Mycorrhizal fungi are a direct link between plants and soil, and are often needed to ensure plant survival in heavily polluted areas. Interestingly, this seems to be a common feature of mycorrhizal symbioses, independently of whether they are formed by ecto- or endomycorrhizal fungi (Meharg, 2003). To use mycorrhizal fungi for bioremediation and soil protection purposes, we clearly need to improve our understanding of the molecular mechanisms that underlie the metal-detoxification processes in these fungi. This would allow better exploitation of the mycorrhizal symbiosis. The characterization of a P. involutus MT is a new and important step in this regard.
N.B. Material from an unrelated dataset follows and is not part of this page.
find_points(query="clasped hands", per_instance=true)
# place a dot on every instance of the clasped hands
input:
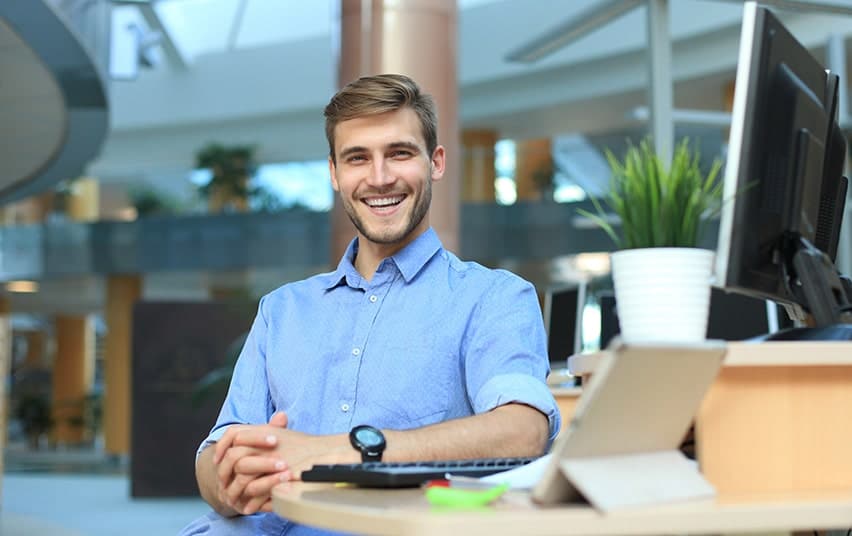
(250, 460)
Data from yeast mutants, together with the fact that Pimt1 gene expression is highly responsive to Cu, allows Pimt1 to be defined as an important component in Cu detoxification in P. involutus. Transcriptional induction and yeast complementation, but not overexpression in Hebeloma, also suggests a role in the alleviation of Cd stress. Cadmium might also be detoxified by other intracellular mechanisms, as it is known that a variety of metal-protection strategies can coexist in a single organism; for example, Schizosaccharomyces pombe and Candida glabrata contain both PCs and MTs. The question is: does P. involutus have the genetic potential to synthesize additional intracellular chelators such as PCs? Biochemical studies seem to exclude this possibility at present (Bellion et al., this issue, and references therein).
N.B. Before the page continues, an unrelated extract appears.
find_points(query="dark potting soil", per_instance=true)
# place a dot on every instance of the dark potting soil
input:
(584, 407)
Metallothionein overexpression often results in greater tolerance to heavy metals. However, it is worth noting that some attempts to increase heavy metal tolerance by manipulating the ability to synthesize intracellular metal chelators did not achieve the expected results. A lesson comes from another model system, Arabidopsis thaliana, where the overexpression of a PC synthase gene led to transgenic plants that were hypersensitive to Cd stress (Lee et al., 2003). The surplus synthesis of MTs and PCs, which is energy-demanding concerning nitrogen and sulphur, may have a negative impact on growth and also compromise detoxification capability.
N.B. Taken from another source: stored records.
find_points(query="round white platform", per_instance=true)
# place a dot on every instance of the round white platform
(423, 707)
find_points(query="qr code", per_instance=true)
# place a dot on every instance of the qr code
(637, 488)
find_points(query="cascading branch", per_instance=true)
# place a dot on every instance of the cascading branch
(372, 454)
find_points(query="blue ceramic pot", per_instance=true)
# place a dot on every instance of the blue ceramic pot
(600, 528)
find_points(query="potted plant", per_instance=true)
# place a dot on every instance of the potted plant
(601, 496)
An intriguing question, prompted by the symbiotic nature of P. involutus, is whether fungal-derived MTs can confer increased metal tolerance on host plants. Although it is commonly recognized that the preferential intracellular detoxification strategy of plants is based on PCs, plants do in fact possess their own MTs. At least in some cases, plant MTs seem responsible for providing metal-protective effects (van Hoof et al., 2001). The study of both plant and fungal MTs in the context of symbiotic systems is desirable to understand this process more fully. This may also highlight possible differences in the protection strategies triggered by ecto- or endomycorrhizal fungi.

Perspectives

As many organisms, including fungi, possess multiple MT sequences, a question arises: how many MT genes exist in the genome of a mycorrhizal fungus? No genome-sequencing project is currently dedicated to P. involutus, but EST collections have already revealed the existence of a second MT-like sequence (Bellion et al., this issue). The genome sequences of L. bicolor and G. intraradices (http://darwin.nmsu.edu/~fungi), as representative of ecto- and arbuscular mycorrhizal fungi, will soon be available and will undoubtedly give rise to important insights, at least into the genetic potential of the metal homeostasis and detoxification processes. Where multiple MT genes exist, it would be important to evaluate whether divergent structures mirror divergent functions. Further studies are also needed on the involvement of fungal MTs in cellular processes other than metal detoxification, and on investigating MTs from mycorrhizal fungi in a more natural context during the interaction with the host plant. A deeper knowledge of the molecular mechanisms of metal handling in mycorrhizas will eventually provide biological agents with superior remediation capabilities through the screening of naturally occurring plant–fungus combinations and/or through genetic improvement strategies.